Simple case: cats and dogs example
Input shape (150,150,3) → CONV layers… → Flatten() → Dense(512, activation= ‘relu’) → Dense(1, activation=‘sigmoid’"
Loss = binary_crossentropy

Complex case and question
Input shape (150,150,75)
Output shape (150,150, 500)

  • The output shape has the same height and width than the input shape
  • The model will be trained with this output shape which is a grid of width 150 and depth 150. The number of channel is 500: It is the number of potential species that could be observed within each cell or pixel.
  • The final objective for this neural network would be to get a matrix of 150x150, with channel of 500 being the probabilities of each species presences within each pixel or cell.

To summarize:
Input shape (150,150,75) → CONV layers → … ? … → Output shape (150, 150, 500)


  • What kind of loss function could be used ?
  • Should flatten be used ?
  • What could be the last activation function ?

Thank you for any idea or suggestion

If you did use flatten in the model, please click my name and message your notebook as an attachment.

Hello @balaji.ambresh,

I did not use flatten yet.

I am just trying to define the architecture I should use (loss / activation function) to be able to output this shape (150,150,500).

The advantage of having this output shape is for example if I want to get all cell (or pixel) probabilities for species 1, I will just extract the first channel on the 150x150 output grid.

Maybe a way would be to flatten for the last layer height and width → 150 x 150

  • Which means that the output shape instead of shape (150, 150, 500) would be (22500, 500)
  • But I still can’t figure out what kind of loss and last activation function I should use, given the fact that there could be more than 1 species out of the 500 species in the same cell or pixel

This topic of semantic segmentation is covered in week 3 in course 4 in deep learning specialization. I can’t find the coursera video on youtube. Please search for it or even better take the course. The NN is called UNet.

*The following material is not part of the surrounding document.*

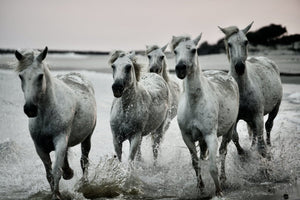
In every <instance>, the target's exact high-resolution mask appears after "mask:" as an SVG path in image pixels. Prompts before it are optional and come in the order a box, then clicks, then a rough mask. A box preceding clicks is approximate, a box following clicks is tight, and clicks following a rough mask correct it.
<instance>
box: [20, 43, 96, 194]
mask: <svg viewBox="0 0 300 200" xmlns="http://www.w3.org/2000/svg"><path fill="white" fill-rule="evenodd" d="M47 51H48V48H47V47H46V48H45V49H44V50H43V51H42V52H38V51H35V50H24V51H21V52H19V51H16V52H15V56H16V58H17V59H18V66H17V68H16V71H17V72H18V73H19V77H20V79H21V84H22V90H23V93H24V98H25V105H24V112H25V114H26V115H27V116H28V117H29V131H30V135H31V137H32V139H33V142H34V145H35V148H36V152H37V154H38V155H39V157H40V158H41V160H42V161H43V164H44V166H45V169H46V174H47V179H48V182H49V184H50V187H51V191H52V199H60V198H61V197H60V193H59V181H60V179H61V176H63V178H64V179H66V180H68V179H71V178H72V177H73V170H72V169H71V168H70V166H69V163H68V158H67V155H68V148H69V147H72V146H75V145H77V144H79V143H81V151H82V156H81V160H80V161H81V168H82V171H83V177H84V179H85V178H87V167H88V163H89V162H88V155H89V152H90V148H91V136H92V133H93V131H94V128H95V125H96V119H97V116H96V115H97V113H96V101H95V97H94V90H93V87H92V85H91V83H90V82H88V81H87V80H85V79H84V78H83V77H82V76H81V75H80V74H77V73H70V74H67V75H64V76H59V77H53V76H51V74H50V71H49V68H48V65H47V64H46V63H45V61H44V59H45V58H46V55H47ZM51 151H55V163H54V167H53V169H52V162H51V158H50V155H49V153H50V152H51Z"/></svg>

Please see this link as well.

1 Like

Thanks a lot for this excellent input @balaji.ambresh!

As a matter of fact I took the course but didn’t make the link, because the content of my input and output channels are different (150x150x75 versus 150x150x500)

  • Input channels are environmental variables (75, like water,forest, etc.)
  • Output channels are species, as you suggested, a true mask of depth 500 different species, with some being present in a pixel and some not
  • And as you suggested, the objective would be to get the predicted maks with UNet

Would it then be all right to simply add a few layer at the end of the UNet to get the correct output shape or would I be distorting too much the intent of the UNet?

You’re welcome.

Since you’ve taken the course, one thing to notice is that the unet implementation on paper is different from the assignment. In the assignment, input shape is (96, 128, 3) and output shape is (96, 128, n_classes).

Given the match in first 2 dimensions, I’m in favor of creating a custom unet / reshaping input to match unet is than adding last few layers to get to the original width and height.

Why don’t you try both and reply to this thread with the results?


1 Like

Awesome, @balaji.ambresh,

Sure no problem, I will try both and reply to the thread. Give me a few months, as I have ongoing projects I need to finish first.

Looking forward trying this, thanks again for your great advices!